Good grief, Vino has broken/cracked pelvis and broken femur.
VDB has broken shoulder.
Zabriski broken wrist.
Frederick Willems broken collarbone.
All in just one crash.


----------



## Marc (Jan 23, 2005)

Cinelli 82220 said:


> Good grief, Vino has broken pelvis and femur.
> VDB has broken shoulder.
> Zabriski broken wrist.


And a broken elbow for Vino I believe...


----------



## Len J (Jan 28, 2004)

Cinelli 82220 said:


> Good grief, Vino has broken pelvis and femur.
> VDB has broken shoulder.
> Zabriski broken wrist.


Am I the only one who thinks his teammates were dumb for carrying him out of the trees like they did? My first thought was they could be doing more damage. 

Len


----------



## Marc (Jan 23, 2005)

Len J said:


> Am I the only one who thinks his teammates were dumb for carrying him out of the trees like they did? My first thought was they could be doing more damage.
> 
> Len


In retrospect, not a good idea...then again, they needed to make sure that he was found by the ambulance etc. None of the cameras seemed to know someone had gone over, til Astana was seen digging in that ditch.


----------



## Cinelli 82220 (Dec 2, 2010)

Hindsight is always 20/20. At first they thought it was a sprained ankle.


----------



## Len J (Jan 28, 2004)

Cinelli 82220 said:


> Hindsight is always 20/20. At first they thought it was a sprained ankle.


It was clear watching on tv he couldn't help himself.........first rule of first aid, never move the injured until you are sure.

Best intentions can still = dumb and dangerous. 

Len


----------



## allison (Apr 19, 2006)

So bummed. Watching a bit behind on DVR, but, man, what a bad one. Hard to say now that crashes aren't affecting the outcome with all the top 10-20 possibilities crashing out and some of the top-5 guys injured/hurt to boot.

Not saying it's the course or the riders, but man. Only a few really lucky guys at this point. We'll see if they can stay out of trouble too.


----------



## Cinelli 82220 (Dec 2, 2010)

Thank God Evans was back on the bike and okay. 
I've never seen four abandons from one crash before.
Plus Txurruka earlier makes five riders crashing out today. Hopefully no more.


----------



## OldEndicottHiway (Jul 16, 2007)

Len J said:


> Am I the only one who thinks his teammates were dumb for carrying him out of the trees like they did? My first thought was they could be doing more damage.
> 
> Len



Len that was exactly my first thought. In fact I was hollering at the TV..."stop moving him!" The possibility of a spinal/hip/pelvis fracture looked high. Serious damage can be done by moving a person without proper safegaurds.

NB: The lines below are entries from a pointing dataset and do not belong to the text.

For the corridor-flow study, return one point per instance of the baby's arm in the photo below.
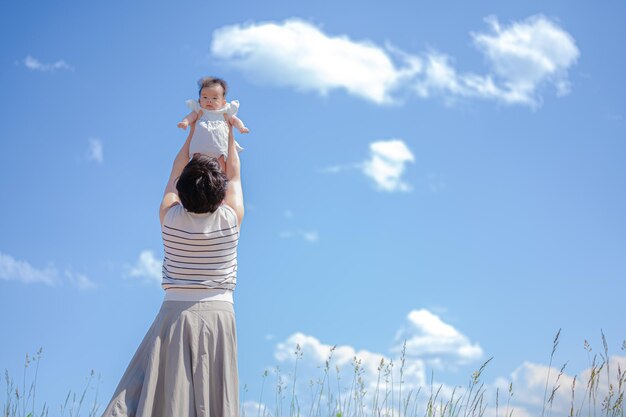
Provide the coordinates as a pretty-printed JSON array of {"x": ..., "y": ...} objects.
[
  {"x": 235, "y": 121},
  {"x": 189, "y": 119}
]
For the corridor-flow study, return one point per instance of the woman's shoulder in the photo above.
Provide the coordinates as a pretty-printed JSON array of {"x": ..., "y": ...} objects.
[{"x": 228, "y": 212}]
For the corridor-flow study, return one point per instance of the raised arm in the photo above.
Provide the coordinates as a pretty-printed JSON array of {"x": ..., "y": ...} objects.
[
  {"x": 190, "y": 119},
  {"x": 170, "y": 196},
  {"x": 234, "y": 193}
]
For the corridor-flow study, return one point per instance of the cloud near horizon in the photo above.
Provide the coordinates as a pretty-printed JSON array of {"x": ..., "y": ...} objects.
[
  {"x": 429, "y": 337},
  {"x": 523, "y": 57},
  {"x": 12, "y": 269},
  {"x": 385, "y": 165},
  {"x": 34, "y": 64}
]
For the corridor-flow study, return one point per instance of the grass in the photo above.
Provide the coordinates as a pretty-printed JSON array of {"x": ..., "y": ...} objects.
[{"x": 599, "y": 393}]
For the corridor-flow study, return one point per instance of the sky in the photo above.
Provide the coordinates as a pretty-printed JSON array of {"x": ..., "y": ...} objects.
[{"x": 450, "y": 174}]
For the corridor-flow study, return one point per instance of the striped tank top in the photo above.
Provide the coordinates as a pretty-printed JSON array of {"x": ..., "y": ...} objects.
[{"x": 200, "y": 249}]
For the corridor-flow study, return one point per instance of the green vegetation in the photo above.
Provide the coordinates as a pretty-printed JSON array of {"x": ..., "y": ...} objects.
[{"x": 601, "y": 395}]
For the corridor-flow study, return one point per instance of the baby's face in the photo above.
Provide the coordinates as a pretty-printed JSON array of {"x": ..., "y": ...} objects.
[{"x": 212, "y": 98}]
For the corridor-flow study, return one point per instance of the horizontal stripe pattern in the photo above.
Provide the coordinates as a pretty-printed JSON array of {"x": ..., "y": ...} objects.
[{"x": 200, "y": 249}]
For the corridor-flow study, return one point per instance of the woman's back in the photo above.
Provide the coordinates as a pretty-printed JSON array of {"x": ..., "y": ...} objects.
[{"x": 200, "y": 249}]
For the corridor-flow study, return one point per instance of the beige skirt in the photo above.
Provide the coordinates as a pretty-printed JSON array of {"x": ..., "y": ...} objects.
[{"x": 186, "y": 365}]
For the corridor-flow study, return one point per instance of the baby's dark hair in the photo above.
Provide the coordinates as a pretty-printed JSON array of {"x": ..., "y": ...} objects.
[{"x": 210, "y": 82}]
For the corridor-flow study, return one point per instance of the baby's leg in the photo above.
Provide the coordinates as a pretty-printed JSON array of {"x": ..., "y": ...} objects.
[{"x": 235, "y": 121}]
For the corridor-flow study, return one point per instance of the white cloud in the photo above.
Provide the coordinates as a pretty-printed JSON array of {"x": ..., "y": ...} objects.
[
  {"x": 14, "y": 269},
  {"x": 385, "y": 166},
  {"x": 522, "y": 57},
  {"x": 387, "y": 163},
  {"x": 427, "y": 336},
  {"x": 95, "y": 151},
  {"x": 298, "y": 54},
  {"x": 147, "y": 267},
  {"x": 310, "y": 236},
  {"x": 342, "y": 361},
  {"x": 529, "y": 53},
  {"x": 34, "y": 64}
]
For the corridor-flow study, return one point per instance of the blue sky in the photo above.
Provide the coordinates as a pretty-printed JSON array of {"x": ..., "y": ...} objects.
[{"x": 447, "y": 173}]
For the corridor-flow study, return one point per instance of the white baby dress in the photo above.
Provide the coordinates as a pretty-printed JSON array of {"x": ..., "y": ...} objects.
[{"x": 211, "y": 134}]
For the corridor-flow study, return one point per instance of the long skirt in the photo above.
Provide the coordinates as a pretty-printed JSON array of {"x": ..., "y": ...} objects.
[{"x": 186, "y": 365}]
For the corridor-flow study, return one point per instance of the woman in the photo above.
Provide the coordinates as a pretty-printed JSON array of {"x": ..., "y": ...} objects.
[{"x": 186, "y": 365}]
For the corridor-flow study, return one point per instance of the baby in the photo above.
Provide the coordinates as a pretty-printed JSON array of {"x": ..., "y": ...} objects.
[{"x": 212, "y": 113}]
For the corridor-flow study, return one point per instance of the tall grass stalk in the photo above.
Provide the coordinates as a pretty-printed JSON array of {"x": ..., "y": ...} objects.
[{"x": 601, "y": 393}]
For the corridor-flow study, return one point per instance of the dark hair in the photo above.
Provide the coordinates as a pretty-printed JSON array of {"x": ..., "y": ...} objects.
[
  {"x": 202, "y": 185},
  {"x": 210, "y": 82}
]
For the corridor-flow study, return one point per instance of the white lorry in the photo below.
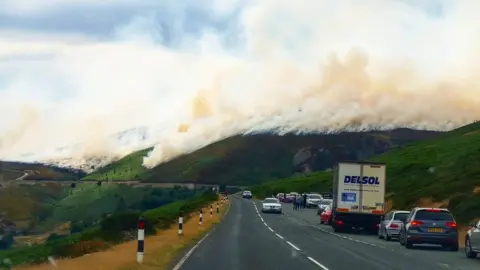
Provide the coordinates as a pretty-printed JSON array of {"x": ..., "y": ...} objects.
[{"x": 358, "y": 195}]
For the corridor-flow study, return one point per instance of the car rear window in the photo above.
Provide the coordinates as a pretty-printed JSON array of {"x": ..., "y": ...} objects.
[
  {"x": 326, "y": 202},
  {"x": 431, "y": 215},
  {"x": 401, "y": 216}
]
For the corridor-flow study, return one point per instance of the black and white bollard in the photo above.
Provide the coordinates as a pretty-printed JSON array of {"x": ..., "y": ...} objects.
[
  {"x": 180, "y": 223},
  {"x": 141, "y": 238}
]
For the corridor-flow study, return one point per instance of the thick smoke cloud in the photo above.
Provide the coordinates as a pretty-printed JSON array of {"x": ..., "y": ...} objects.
[{"x": 319, "y": 66}]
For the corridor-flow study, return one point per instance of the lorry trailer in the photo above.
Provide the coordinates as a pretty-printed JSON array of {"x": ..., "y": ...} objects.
[{"x": 358, "y": 195}]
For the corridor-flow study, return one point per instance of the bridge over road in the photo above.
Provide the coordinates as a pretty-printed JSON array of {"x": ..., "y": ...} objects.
[{"x": 20, "y": 181}]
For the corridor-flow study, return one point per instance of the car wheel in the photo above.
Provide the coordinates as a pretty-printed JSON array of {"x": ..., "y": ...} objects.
[
  {"x": 387, "y": 237},
  {"x": 454, "y": 247},
  {"x": 468, "y": 249},
  {"x": 407, "y": 243},
  {"x": 400, "y": 239}
]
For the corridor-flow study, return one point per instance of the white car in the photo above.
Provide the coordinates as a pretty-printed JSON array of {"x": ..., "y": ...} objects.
[
  {"x": 271, "y": 205},
  {"x": 247, "y": 194},
  {"x": 313, "y": 200}
]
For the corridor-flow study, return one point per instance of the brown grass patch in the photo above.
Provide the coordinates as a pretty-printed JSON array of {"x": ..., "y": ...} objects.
[
  {"x": 160, "y": 249},
  {"x": 475, "y": 132}
]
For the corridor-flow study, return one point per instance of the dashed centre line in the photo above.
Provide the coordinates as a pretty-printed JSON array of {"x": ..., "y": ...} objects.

Poor Vino...he's going to have a long recovery ahead of him.

Zabriskie is out too I heard. Gonna hurt Garmin, he's a terrific tempo setter. 


Tour de Crash 2011... forget Little White Lunchbags, they'll need to start stuffing the musettes with antidepressants.


----------



## den bakker (Nov 13, 2004)

OldEndicottHiway said:


> Tour de Crash 2011... forget Little White Lunchbags, they'll need to start stuffing the musettes with antidepressants.


That's what pot belge is for


----------



## Len J (Jan 28, 2004)

OldEndicottHiway said:


> Len that was exactly my first thought. In fact I was hollering at the TV..."stop moving him!" The possibility of a spinal/hip/pelvis fracture looked high. Serious damage can be done by moving a person without proper safegaurds.
> 
> Poor Vino...he's going to have a long recovery ahead of him.
> 
> ...


CBS is reporting that they moved him after he was examined by the race MD.......hope that was true. Although I didn't see anyone else climbing that hill. 

Hope he recovers.

Looking at where that wreck occurred toward the front of the group, it's amazing more weren't hurt at that speed. 

Len


----------



## Marc (Jan 23, 2005)

Break away riders hit buy a TV race-car and into a barbed wire fence Flecha, also Hoogerland.


----------



## Henry Porter (Jul 25, 2006)

Marc said:


> Break away riders hit buy a race-car and into a barbed wire fence Flecha...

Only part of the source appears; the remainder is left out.